I'm not a motorcycle person, but will motorcycles not idle at a traffic light without constant revving? Or is that just part of the bikers code, like having to park backed in everywhere. I'm guessing the backing in started with Angels or some gang making it easier to escape.

I wonder why the other grocery stores don't give you a hand-held scanner like Walmart does. It's way easier. Most stores register the weight of each item scanned and you can't even move it around without the machine yelling at you. We use mesh bags for produce and sometimes have to take the item out to scan it. If you don't weigh the bag with the item, it won't let you put it back in the bag.

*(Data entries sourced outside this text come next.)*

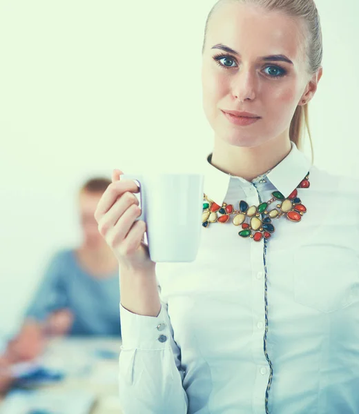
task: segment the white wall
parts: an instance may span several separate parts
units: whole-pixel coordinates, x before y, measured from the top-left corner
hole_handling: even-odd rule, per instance
[[[210,151],[200,49],[213,3],[0,1],[0,331],[16,328],[49,254],[78,241],[74,196],[84,178],[195,169]],[[358,176],[359,3],[317,5],[316,164]]]

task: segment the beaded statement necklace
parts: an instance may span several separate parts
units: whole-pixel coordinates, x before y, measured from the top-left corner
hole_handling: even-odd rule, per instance
[[[309,172],[300,181],[297,188],[309,188],[310,186]],[[251,238],[255,241],[260,241],[263,237],[269,239],[275,230],[272,219],[287,216],[291,221],[298,222],[302,216],[307,213],[307,208],[298,197],[295,188],[290,195],[285,198],[280,191],[272,193],[273,198],[262,203],[259,206],[249,207],[246,201],[240,201],[240,209],[235,210],[233,204],[223,203],[216,204],[213,200],[204,195],[202,226],[208,228],[211,223],[226,223],[234,215],[233,223],[235,226],[242,226],[238,233],[241,237]],[[274,201],[281,201],[277,204],[277,208],[269,210],[268,207]]]

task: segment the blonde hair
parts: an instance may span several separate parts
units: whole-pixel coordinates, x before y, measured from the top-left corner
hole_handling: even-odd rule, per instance
[[[282,12],[291,17],[301,19],[307,24],[307,57],[309,74],[314,75],[322,65],[323,45],[320,18],[313,0],[218,0],[211,10],[204,30],[202,53],[206,43],[208,22],[212,14],[225,1],[255,4],[268,10]],[[289,128],[289,138],[299,149],[302,149],[305,128],[308,132],[311,144],[312,161],[313,159],[313,142],[309,128],[308,104],[298,105],[294,112]]]

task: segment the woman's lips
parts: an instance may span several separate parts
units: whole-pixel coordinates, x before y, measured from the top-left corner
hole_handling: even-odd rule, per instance
[[[257,121],[260,119],[260,117],[239,117],[237,115],[233,115],[232,114],[229,114],[228,112],[222,111],[226,118],[231,123],[235,125],[240,125],[241,126],[246,126],[248,125],[252,125],[252,124],[255,124]]]

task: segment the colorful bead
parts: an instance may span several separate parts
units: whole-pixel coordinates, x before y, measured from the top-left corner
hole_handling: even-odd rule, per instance
[[[217,221],[220,221],[220,223],[226,223],[229,220],[229,216],[228,215],[221,216],[220,217],[218,217],[218,219],[217,219]]]
[[[249,236],[252,234],[252,231],[251,230],[244,230],[242,231],[240,231],[238,233],[241,237],[249,237]]]
[[[280,206],[280,210],[282,210],[282,211],[283,213],[288,213],[289,211],[290,211],[292,209],[292,207],[293,207],[293,204],[292,204],[292,202],[291,201],[291,200],[284,200],[282,203],[282,206]]]
[[[210,214],[211,213],[209,213],[209,211],[205,211],[202,214],[202,223],[204,223],[204,221],[206,221],[208,220]]]
[[[284,196],[280,193],[280,191],[275,191],[272,193],[272,195],[274,198],[276,198],[278,200],[284,200]]]
[[[294,191],[293,193],[291,193],[291,195],[287,198],[290,200],[293,200],[297,197],[298,194],[298,191],[295,188],[295,190],[294,190]]]
[[[296,211],[302,211],[302,213],[307,213],[307,207],[303,204],[297,204],[294,206],[294,210]]]
[[[211,213],[217,213],[220,209],[220,208],[221,208],[220,206],[218,206],[218,204],[216,204],[215,203],[213,203],[211,206],[211,208],[209,209],[209,210]]]
[[[260,241],[262,238],[263,238],[263,235],[261,233],[258,232],[254,235],[253,240],[255,241]]]
[[[299,184],[299,186],[300,187],[300,188],[309,188],[310,187],[310,185],[311,185],[311,184],[309,183],[309,181],[307,179],[304,179]]]
[[[246,219],[246,216],[244,214],[238,214],[233,219],[233,224],[235,226],[240,226]]]
[[[309,181],[309,173],[298,185],[298,188],[308,188],[310,186]],[[273,199],[266,203],[261,203],[258,206],[249,207],[248,203],[241,200],[239,203],[240,210],[235,211],[232,204],[227,205],[223,203],[222,206],[215,203],[213,200],[204,195],[202,226],[208,227],[210,223],[219,221],[226,223],[233,213],[236,215],[233,219],[235,226],[242,225],[242,231],[238,234],[244,238],[251,238],[255,241],[260,241],[263,237],[269,239],[275,230],[272,224],[272,219],[279,218],[284,213],[287,213],[287,218],[292,221],[300,221],[302,216],[307,213],[307,208],[302,204],[300,199],[298,197],[298,190],[295,188],[286,199],[280,191],[272,193]],[[278,208],[267,211],[270,204],[275,200],[282,201],[276,205]],[[207,201],[207,202],[206,202]],[[278,202],[278,201],[277,201]],[[220,213],[218,216],[217,213]],[[262,216],[262,217],[261,217]],[[246,223],[246,217],[251,217],[250,223]]]
[[[279,215],[279,211],[278,210],[276,210],[275,208],[274,208],[274,210],[271,210],[271,211],[268,214],[268,215],[271,219],[275,219],[278,215]]]
[[[226,213],[227,214],[231,214],[233,213],[233,206],[231,204],[226,206]]]
[[[242,213],[246,213],[248,210],[248,204],[246,201],[242,200],[242,201],[240,202],[240,210],[242,211]]]
[[[211,213],[209,215],[208,221],[210,223],[215,223],[217,221],[217,213]]]
[[[296,211],[289,211],[287,217],[292,221],[300,221],[302,219],[302,216]]]
[[[257,206],[252,206],[247,211],[247,216],[249,217],[253,217],[253,216],[257,214]]]
[[[266,223],[265,224],[263,224],[263,230],[269,233],[273,233],[275,230],[274,226],[273,224],[270,224],[269,223]]]
[[[251,227],[256,231],[258,228],[262,226],[262,220],[260,220],[258,217],[252,217],[251,219]]]
[[[262,213],[264,213],[264,211],[266,210],[267,207],[268,207],[268,203],[262,203],[262,204],[260,204],[258,206],[258,213],[260,213],[260,214],[262,214]]]

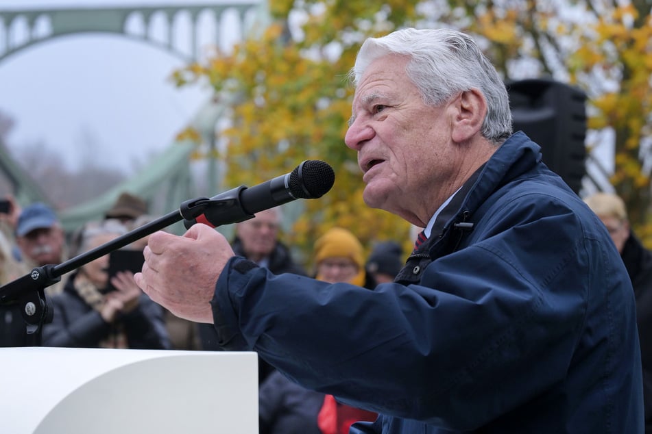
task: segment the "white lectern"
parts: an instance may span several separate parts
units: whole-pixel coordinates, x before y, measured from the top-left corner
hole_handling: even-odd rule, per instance
[[[0,348],[0,433],[257,434],[255,353]]]

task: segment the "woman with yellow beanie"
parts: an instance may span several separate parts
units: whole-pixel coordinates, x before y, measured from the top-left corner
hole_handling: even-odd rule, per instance
[[[376,285],[365,269],[364,248],[350,231],[334,227],[315,243],[315,279],[329,283],[346,282],[370,289]]]
[[[350,231],[334,227],[315,243],[315,278],[372,289],[362,244]],[[305,389],[275,371],[258,391],[259,434],[343,434],[358,420],[377,414],[340,404],[332,395]]]

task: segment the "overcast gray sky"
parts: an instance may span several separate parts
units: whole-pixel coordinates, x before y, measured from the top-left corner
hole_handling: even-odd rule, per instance
[[[206,2],[0,0],[0,9],[184,3]],[[210,96],[206,87],[175,88],[169,75],[183,64],[117,35],[83,34],[29,47],[0,62],[0,111],[16,123],[8,142],[43,142],[70,167],[93,158],[130,173],[134,160],[145,163],[169,146]]]

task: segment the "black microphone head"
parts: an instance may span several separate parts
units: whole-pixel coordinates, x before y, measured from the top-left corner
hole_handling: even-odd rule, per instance
[[[328,192],[335,182],[330,165],[318,159],[306,159],[290,173],[290,194],[296,199],[315,199]]]

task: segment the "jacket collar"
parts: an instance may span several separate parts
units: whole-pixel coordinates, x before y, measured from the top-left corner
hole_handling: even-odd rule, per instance
[[[534,168],[541,161],[540,149],[521,131],[505,140],[440,212],[431,236],[408,257],[396,281],[418,281],[434,259],[455,251],[463,235],[473,230],[476,211],[502,186]]]

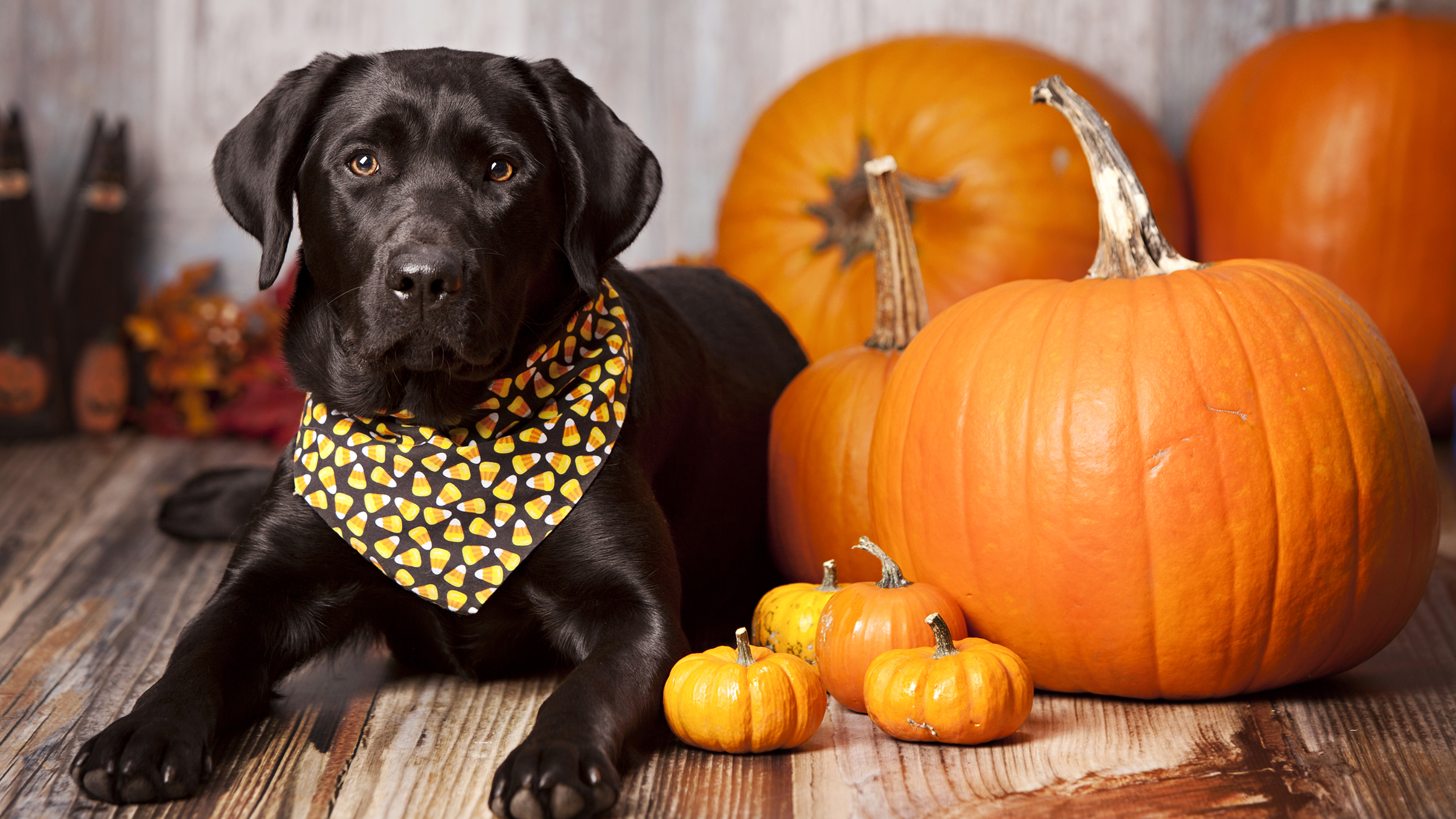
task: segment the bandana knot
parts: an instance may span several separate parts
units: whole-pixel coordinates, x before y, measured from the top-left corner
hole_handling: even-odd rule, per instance
[[[473,420],[441,428],[408,410],[329,410],[310,392],[293,491],[376,568],[451,612],[475,614],[565,520],[626,423],[632,335],[601,280]]]

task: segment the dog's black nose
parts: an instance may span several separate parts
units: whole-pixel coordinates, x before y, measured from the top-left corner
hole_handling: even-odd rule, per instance
[[[460,290],[460,254],[428,245],[400,248],[390,255],[387,284],[400,300],[438,302]]]

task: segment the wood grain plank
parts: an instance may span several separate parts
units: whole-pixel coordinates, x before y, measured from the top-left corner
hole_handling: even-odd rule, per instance
[[[0,622],[0,815],[489,815],[495,768],[559,676],[408,675],[373,646],[288,678],[272,714],[218,749],[197,797],[119,809],[80,799],[70,756],[160,675],[227,560],[223,544],[157,533],[157,497],[195,465],[239,456],[218,444],[112,444],[100,455],[74,442],[35,444],[23,463],[0,449],[0,468],[50,463],[0,493],[0,510],[19,510],[0,514],[0,532],[19,532],[31,555],[0,596],[0,611],[17,612]],[[47,469],[83,475],[66,510]],[[1447,491],[1450,469],[1447,455]],[[665,743],[629,769],[610,815],[1447,816],[1453,714],[1456,563],[1441,558],[1390,646],[1326,681],[1217,702],[1040,692],[1016,734],[974,748],[897,742],[831,704],[818,734],[792,752]]]
[[[84,461],[73,443],[38,452],[66,474],[64,453]],[[153,490],[195,469],[195,444],[119,436],[89,446],[115,447],[108,468],[90,487],[51,495],[67,512],[23,571],[12,571],[3,602],[0,809],[17,815],[74,804],[66,768],[77,746],[160,675],[230,552],[223,544],[176,544],[153,525]]]

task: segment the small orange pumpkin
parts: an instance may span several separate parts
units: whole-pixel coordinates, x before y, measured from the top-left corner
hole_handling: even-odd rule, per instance
[[[82,350],[73,379],[71,410],[83,433],[114,433],[127,412],[127,353],[115,341],[93,341]]]
[[[667,676],[662,711],[687,745],[728,753],[763,753],[808,742],[824,721],[828,698],[814,667],[794,654],[748,646],[689,654]]]
[[[913,648],[935,641],[925,618],[946,612],[957,640],[965,637],[965,618],[955,597],[929,583],[911,583],[895,561],[869,538],[856,549],[879,558],[879,583],[850,583],[830,597],[814,637],[817,667],[824,686],[846,708],[865,713],[865,669],[891,648]]]
[[[48,380],[35,356],[0,350],[0,415],[28,415],[44,407]]]
[[[814,577],[820,561],[847,581],[874,580],[878,563],[853,549],[874,535],[869,440],[900,351],[930,321],[910,213],[893,156],[865,163],[875,214],[875,328],[863,344],[814,361],[773,405],[769,431],[769,530],[788,577]]]
[[[1010,736],[1031,714],[1031,670],[980,637],[951,640],[925,618],[935,646],[885,651],[865,670],[865,708],[879,730],[913,742],[976,745]]]
[[[788,583],[770,589],[753,609],[753,643],[770,651],[788,651],[814,665],[814,635],[828,599],[839,592],[833,560],[824,561],[824,581]]]

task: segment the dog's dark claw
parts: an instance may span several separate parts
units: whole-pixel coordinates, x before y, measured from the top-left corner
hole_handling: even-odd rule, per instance
[[[571,819],[572,816],[578,816],[584,807],[587,807],[587,800],[577,793],[577,788],[563,784],[556,784],[550,788],[552,819]]]
[[[146,777],[128,777],[121,784],[121,802],[156,802],[157,788]]]
[[[71,778],[82,793],[118,804],[192,796],[207,767],[197,732],[175,718],[132,711],[82,746]]]
[[[617,788],[606,783],[591,785],[591,797],[596,800],[593,812],[601,813],[617,803]]]
[[[536,794],[530,788],[521,788],[511,797],[510,816],[513,819],[546,819],[546,815],[542,813],[542,804],[536,802]]]

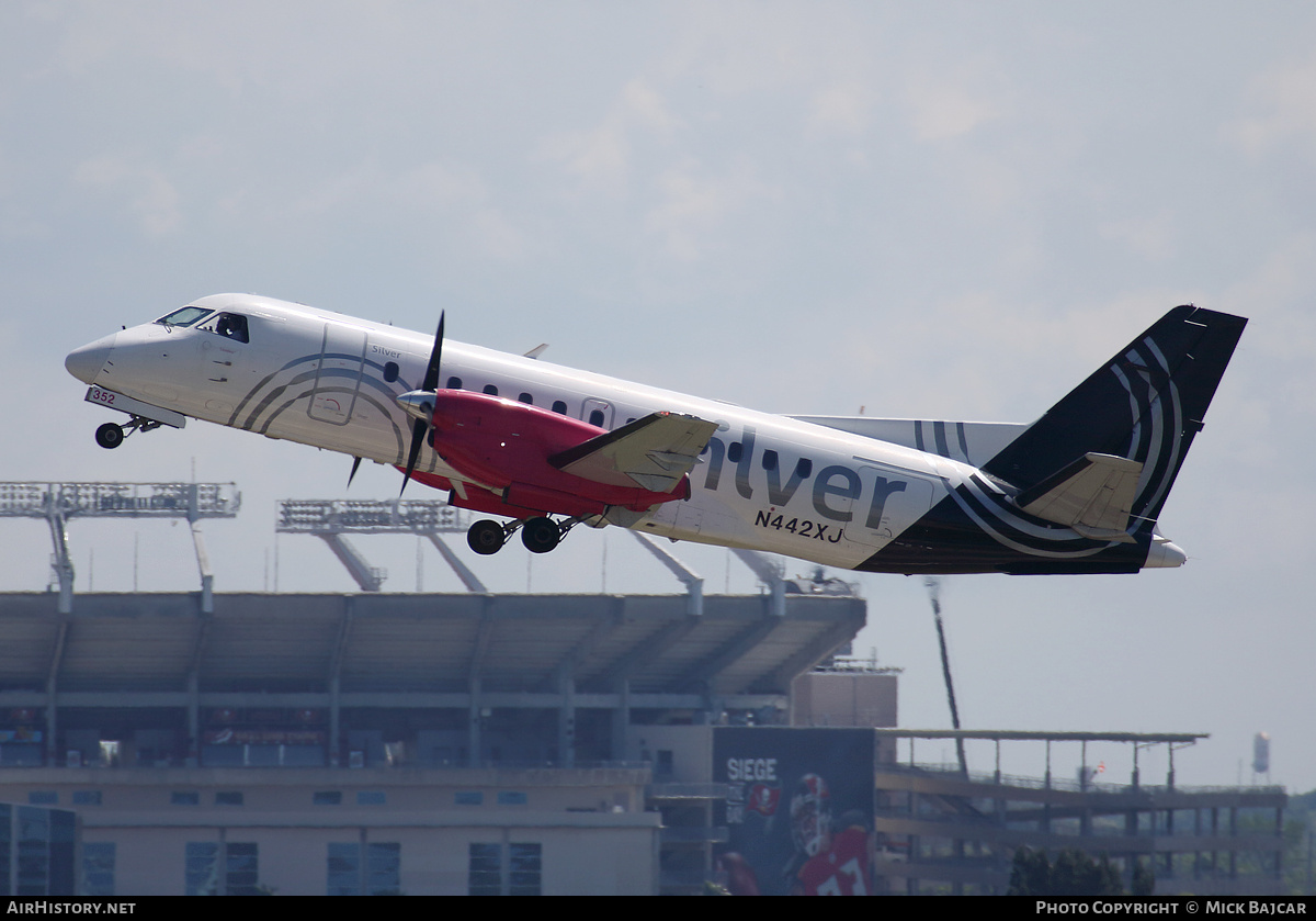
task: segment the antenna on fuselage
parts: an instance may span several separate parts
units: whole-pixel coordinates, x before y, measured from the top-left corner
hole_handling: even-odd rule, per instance
[[[955,683],[950,680],[950,655],[946,652],[946,627],[941,622],[941,580],[928,576],[923,580],[932,600],[932,617],[937,622],[937,643],[941,646],[941,673],[946,679],[946,700],[950,701],[950,725],[959,731],[959,708],[955,706]],[[955,737],[955,754],[959,755],[959,772],[969,776],[969,759],[965,758],[965,740]]]

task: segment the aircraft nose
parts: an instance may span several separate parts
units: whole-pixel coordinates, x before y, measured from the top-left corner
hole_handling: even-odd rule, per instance
[[[103,336],[95,343],[88,343],[82,348],[74,349],[64,358],[64,368],[83,383],[95,383],[96,376],[100,374],[101,368],[105,366],[105,361],[109,358],[109,353],[114,348],[114,339],[117,336],[118,333]]]

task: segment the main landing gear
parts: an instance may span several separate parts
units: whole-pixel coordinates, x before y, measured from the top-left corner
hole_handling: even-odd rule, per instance
[[[547,553],[562,543],[567,531],[580,523],[579,518],[565,518],[555,522],[547,515],[537,518],[524,518],[519,522],[500,524],[491,518],[486,518],[471,524],[466,532],[466,543],[471,549],[482,556],[491,556],[503,549],[503,544],[513,532],[521,532],[521,543],[532,553]]]
[[[101,448],[117,448],[133,432],[149,432],[163,424],[163,422],[155,422],[146,416],[132,416],[126,426],[120,426],[117,422],[107,422],[96,430],[96,444]]]

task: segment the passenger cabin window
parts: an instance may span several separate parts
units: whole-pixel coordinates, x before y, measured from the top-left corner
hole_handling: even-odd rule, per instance
[[[203,316],[209,315],[211,311],[205,307],[184,307],[182,310],[175,310],[172,314],[166,314],[155,321],[166,327],[190,327]]]

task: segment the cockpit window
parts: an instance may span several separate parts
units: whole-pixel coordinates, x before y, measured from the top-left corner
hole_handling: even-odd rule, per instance
[[[175,310],[172,314],[162,316],[155,321],[166,327],[190,327],[203,316],[209,315],[211,311],[205,307],[183,307],[182,310]]]
[[[241,314],[216,314],[215,319],[200,327],[203,332],[213,332],[217,336],[232,339],[237,343],[251,341],[247,336],[246,318]]]

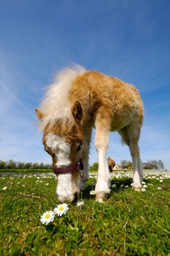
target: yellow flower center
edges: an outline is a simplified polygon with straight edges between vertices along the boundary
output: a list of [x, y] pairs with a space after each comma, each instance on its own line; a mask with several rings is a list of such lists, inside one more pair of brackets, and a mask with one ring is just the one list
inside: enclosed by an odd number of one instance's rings
[[46, 214], [45, 215], [45, 219], [48, 219], [48, 218], [50, 218], [50, 214]]
[[63, 211], [63, 206], [60, 206], [59, 208], [58, 208], [59, 211]]

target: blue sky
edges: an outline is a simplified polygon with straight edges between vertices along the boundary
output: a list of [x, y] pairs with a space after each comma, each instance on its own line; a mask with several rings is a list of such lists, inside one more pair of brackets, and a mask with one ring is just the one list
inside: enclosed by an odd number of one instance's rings
[[[72, 63], [134, 84], [144, 105], [143, 162], [170, 169], [170, 1], [0, 1], [0, 159], [50, 162], [34, 108], [55, 73]], [[93, 135], [90, 162], [97, 162]], [[111, 133], [108, 154], [131, 159]]]

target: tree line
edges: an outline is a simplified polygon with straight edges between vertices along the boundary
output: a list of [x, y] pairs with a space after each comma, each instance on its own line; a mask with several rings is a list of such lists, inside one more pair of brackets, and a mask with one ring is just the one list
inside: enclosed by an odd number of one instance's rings
[[[91, 165], [92, 169], [98, 169], [98, 162]], [[133, 163], [131, 161], [121, 160], [118, 165], [120, 169], [133, 169]], [[162, 160], [148, 160], [142, 163], [144, 170], [164, 170], [164, 164]]]
[[0, 160], [0, 169], [52, 169], [52, 165], [43, 162], [24, 162], [10, 159], [9, 161]]
[[[90, 169], [98, 169], [98, 162], [94, 162], [90, 166]], [[144, 170], [164, 170], [164, 165], [162, 160], [148, 160], [142, 163]], [[121, 160], [118, 165], [120, 169], [133, 169], [133, 164], [131, 161]], [[12, 159], [9, 161], [0, 160], [0, 169], [52, 169], [52, 165], [44, 164], [43, 162], [17, 162]]]

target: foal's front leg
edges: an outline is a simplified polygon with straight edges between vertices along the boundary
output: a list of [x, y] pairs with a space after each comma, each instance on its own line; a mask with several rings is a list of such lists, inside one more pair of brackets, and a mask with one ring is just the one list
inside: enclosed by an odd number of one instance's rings
[[98, 155], [98, 170], [97, 183], [95, 188], [96, 199], [102, 203], [107, 194], [109, 194], [109, 171], [107, 165], [107, 150], [108, 148], [109, 130], [101, 128], [96, 124], [95, 146]]

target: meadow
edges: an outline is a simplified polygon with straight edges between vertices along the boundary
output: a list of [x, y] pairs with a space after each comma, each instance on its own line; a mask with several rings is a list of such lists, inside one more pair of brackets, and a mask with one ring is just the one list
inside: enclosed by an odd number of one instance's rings
[[131, 172], [112, 174], [102, 204], [90, 194], [91, 173], [65, 215], [43, 225], [42, 214], [59, 203], [53, 173], [0, 176], [0, 255], [170, 255], [170, 172], [145, 175], [143, 192], [132, 189]]

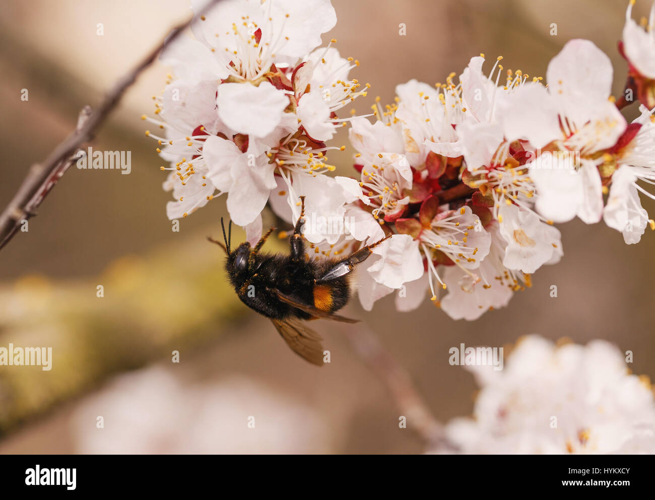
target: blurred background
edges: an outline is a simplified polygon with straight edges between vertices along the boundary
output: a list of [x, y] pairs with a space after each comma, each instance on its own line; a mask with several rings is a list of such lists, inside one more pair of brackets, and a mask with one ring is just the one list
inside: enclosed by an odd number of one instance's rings
[[[572, 38], [591, 39], [610, 56], [614, 95], [623, 90], [626, 64], [616, 47], [627, 0], [333, 3], [338, 22], [324, 41], [338, 39], [341, 54], [361, 63], [352, 77], [372, 86], [356, 103], [359, 113], [375, 95], [392, 101], [395, 86], [410, 79], [434, 83], [458, 75], [481, 52], [490, 60], [503, 56], [506, 69], [545, 76]], [[649, 9], [640, 0], [635, 14]], [[0, 3], [0, 204], [74, 128], [81, 107], [96, 105], [189, 15], [187, 0]], [[223, 199], [172, 231], [156, 144], [140, 119], [152, 113], [151, 98], [168, 71], [158, 63], [144, 73], [93, 143], [131, 151], [132, 173], [71, 168], [29, 231], [0, 253], [0, 346], [53, 348], [50, 371], [0, 366], [0, 453], [424, 451], [411, 419], [399, 429], [403, 414], [387, 385], [347, 340], [356, 332], [318, 322], [331, 353], [318, 370], [238, 302], [219, 249], [205, 240], [219, 232]], [[29, 100], [21, 100], [22, 89]], [[624, 113], [633, 118], [636, 106]], [[349, 147], [346, 134], [335, 143]], [[331, 156], [342, 175], [352, 171], [352, 153]], [[604, 338], [634, 353], [634, 372], [655, 374], [655, 234], [627, 246], [602, 223], [576, 220], [560, 229], [562, 261], [542, 268], [509, 307], [476, 321], [453, 321], [429, 300], [415, 313], [396, 313], [393, 296], [371, 313], [353, 300], [345, 313], [373, 332], [441, 421], [473, 408], [472, 376], [448, 363], [449, 349], [460, 342], [502, 346], [530, 333], [582, 344]], [[251, 416], [255, 429], [247, 427]]]

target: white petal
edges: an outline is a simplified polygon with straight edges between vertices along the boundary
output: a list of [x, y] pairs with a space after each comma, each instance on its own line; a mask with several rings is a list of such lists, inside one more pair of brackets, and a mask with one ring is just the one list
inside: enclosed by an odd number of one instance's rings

I wonder how many blind people shop unaccompanied and actually use those horrid cart/teeth-rattling bumps outside the doors.

If I found a grocery that wasn't effin' freezing inside, I'd shop there even if their prices were higher.
I don't know much about bike barkers. Consider yourself lucky. As of this writing, I've yet to see one.

I think the revving of the engine while stopped is required, depending on what time it is. And that business about backing in when parking is probably because once they come out of the bar or restaurant they're too tipsy to be able to walk their bike backward. They can just stagger out to it and ride off straight ahead.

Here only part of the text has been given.